Example - Visualizing the cameras view box

julia
using GeometryBasics, LinearAlgebra

function frustum_snapshot(cam)
    r = Rect3f(Point3f(-1, -1, -1), Vec3f(2, 2, 2))
    rect_ps = coordinates(r) .|> Point3f
    insert!(rect_ps, 13, Point3f(1, -1, 1)) # fix bad line

    inv_pv = inv(cam.projectionview[])
    return map(rect_ps) do p
        p = inv_pv * to_ndim(Point4f, p, 1)
        return p[Vec(1,2,3)] / p[4]
    end
end


ex = Point3f(1,0,0)
ey = Point3f(0,1,0)
ez = Point3f(0,0,1)

fig = Figure()
scene = LScene(fig[1, 1])
cc = Makie.Camera3D(scene.scene, projectiontype = Makie.Perspective)

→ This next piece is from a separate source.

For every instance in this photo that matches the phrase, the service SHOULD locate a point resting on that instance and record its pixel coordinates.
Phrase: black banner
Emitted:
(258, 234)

linesegments!(scene, Rect3f(Point3f(-1), Vec3f(2)), color = :black)
linesegments!(scene,
    [-ex, ex, -ey, ey, -ez, ez],
    color = [:red, :red, :green, :green, :blue, :blue]
)
center!(scene.scene)

cam = scene.scene.camera
eyeposition = cc.eyeposition
lookat = cc.lookat
frustum = map(pv -> frustum_snapshot(cam), cam.projectionview)

scene = LScene(fig[1, 2])
_cc = Makie.Camera3D(scene.scene, projectiontype = Makie.Orthographic)
lines!(scene, frustum, color = :blue, linestyle = :dot)
scatter!(scene, eyeposition, color = :black)
scatter!(scene, lookat, color = :black)

linesegments!(scene,
    [-ex, ex, -ey, ey, -ez, ez],
    color = [:red, :red, :green, :green, :blue, :blue]
)
linesegments!(scene, Rect3f(Point3f(-1), Vec3f(2)), color = :black)

fig

General Remarks

To force a plot to be visualized in 3D, you can set the limits to have a nonzero (z)-axis interval, or ensure that a 3D camera type is used. For example, you could pass the keyword argument limits = Rect([0,0,0],[1,1,1]), or camera = cam3d!.

Often, when modifying the Scene, the camera can get "out of sync" with the Scene. To fix this, you can call the update_cam! function on the Scene.

Buttons passed to the 2D and 3D camera are forwarded to ispressed. As such you can pass false to disable an interaction, true to ignore a modifier, any button, collection of buttons or even logical expressions of buttons. See the events documentation for more details.